Um advogado, por sua formação, tem capacidade mais aguçada para prever riscos. No estudo em questão, o CEO da Home Depot (uma das maiores empresas de material de construção dos EUA), Frank Blake, advogado formado pela Faculdade de Direito de Columbia, deu uma explicação bem-humorada para esse fenômeno: “Pessoas normais vão para a Faculdade de Direito e lá elas aprendem a se preocupar com o que nenhuma pessoa normal se preocuparia”. E é isso que um advogado faz o tempo todo.
Isso pode ser bom, sob alguns aspectos, mas também funciona como um fator negativo, quando um Conselho de Administração deseja nomear um novo CEO para a corporação.
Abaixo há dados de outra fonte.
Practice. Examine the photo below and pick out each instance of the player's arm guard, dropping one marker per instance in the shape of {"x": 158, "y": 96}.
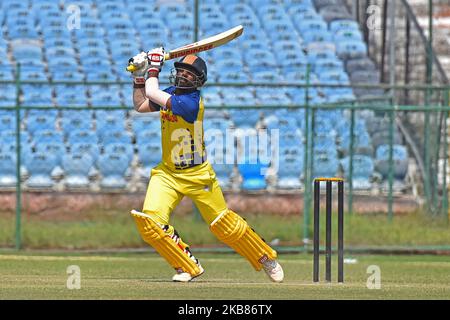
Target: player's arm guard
{"x": 234, "y": 231}
{"x": 162, "y": 242}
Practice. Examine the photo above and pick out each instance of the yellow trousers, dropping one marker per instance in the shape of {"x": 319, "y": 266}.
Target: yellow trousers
{"x": 167, "y": 188}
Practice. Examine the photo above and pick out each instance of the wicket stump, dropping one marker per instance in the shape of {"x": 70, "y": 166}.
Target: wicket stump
{"x": 316, "y": 242}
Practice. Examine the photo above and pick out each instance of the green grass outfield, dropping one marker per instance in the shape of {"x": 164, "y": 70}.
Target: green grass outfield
{"x": 227, "y": 276}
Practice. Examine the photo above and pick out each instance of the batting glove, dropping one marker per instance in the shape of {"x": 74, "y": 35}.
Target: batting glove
{"x": 156, "y": 59}
{"x": 140, "y": 66}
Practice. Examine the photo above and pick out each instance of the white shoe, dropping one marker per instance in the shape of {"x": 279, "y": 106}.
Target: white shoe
{"x": 274, "y": 270}
{"x": 181, "y": 276}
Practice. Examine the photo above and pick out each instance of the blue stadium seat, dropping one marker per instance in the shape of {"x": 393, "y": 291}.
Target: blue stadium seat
{"x": 56, "y": 149}
{"x": 40, "y": 123}
{"x": 74, "y": 123}
{"x": 290, "y": 168}
{"x": 363, "y": 170}
{"x": 6, "y": 72}
{"x": 7, "y": 122}
{"x": 343, "y": 25}
{"x": 42, "y": 136}
{"x": 8, "y": 177}
{"x": 253, "y": 176}
{"x": 115, "y": 136}
{"x": 400, "y": 161}
{"x": 112, "y": 168}
{"x": 90, "y": 148}
{"x": 40, "y": 166}
{"x": 351, "y": 49}
{"x": 120, "y": 148}
{"x": 76, "y": 168}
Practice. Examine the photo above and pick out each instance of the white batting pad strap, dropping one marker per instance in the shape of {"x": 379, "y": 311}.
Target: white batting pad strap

Existe a ideia de que advogados são avessos a riscos e, portanto, podem desacelerar – ou mesmo frear — o crescimento da empresa.
Porém, nos últimos anos, o conceito de gestão de riscos ganhou ímpeto na economia, e a visão abrangente que os advogados têm das questões que se apresentam no dia a dia empresarial tornou-se um “plus”. Os CEOs advogados, tal como os diretores jurídicos das empresas, estabelecem políticas internas que reduzem os riscos e facilitam o compliance, disse a advogada e CEO da Spectra7 Microsystems Inc., Cynthia Cole, ao Jornal da ABA (American Bar Association).
“O cargo de CEO requer a habilidade de avaliar problemas e analisar situações por todos os ângulos, para tomar decisões mais seguras”, disse o CEO da Continental Airlines, Jeff Smisek, um ex-advogado corporativo em Houston, Texas. “E, em cargos de liderança, precisamos ser muito persuasivos na comunicação de nossa visão estratégica e na descrição do caminho que a empresa vai seguir. São habilidades que desenvolvi na Faculdade de Direito e em minha atuação como advogado”, afirmou ao Jornal da ABA.
O CEO advogado da Waste Management, David Steiner, disse à publicação algo bem parecido. “Os advogados são treinados para pensar, destrinchar os problemas e avaliar as questões por todos os lados. E isso ajuda a tomar boas decisões.”
O advogado David Dillon, CEO da Kroger Co., a maior cadeia de supermercados do país, contou que desenvolveu sua capacidade de analisar problemas na faculdade de Direito, onde aprendeu que, para ganhar ações criminais, tinha de entender o caso melhor do que o promotor. “Na advocacia, aprendi que não poderia resolver bem um problema ou uma questão qualquer sem antes examiná-los por todos os ângulos possíveis.”
Outros fatores que favorecem os advogados, quando considerados para o cargo de CEO, são a capacidade de gerir bem a reputação da empresa, cumprir a exigência imposta pela Comissão de Valores Mobiliários (SEC) de as sociedades anônimas avaliarem e declararem riscos aos investidores, administrar as regulamentações governamentais e “navegar” legislação e os tratados internacionais, no caso de expansão da corporação.
Os diretores jurídicos das corporações têm mais chances de serem alçados ao cargo de CEO, por uma razão muito simples: normalmente os membros do Conselho de Administração de uma corporação escolhem, para o cargo, alguém que eles conhecem. E três figuras são constantes nas reuniões do conselho: o CEO, o CFO (chief financial officer) e o diretor jurídico.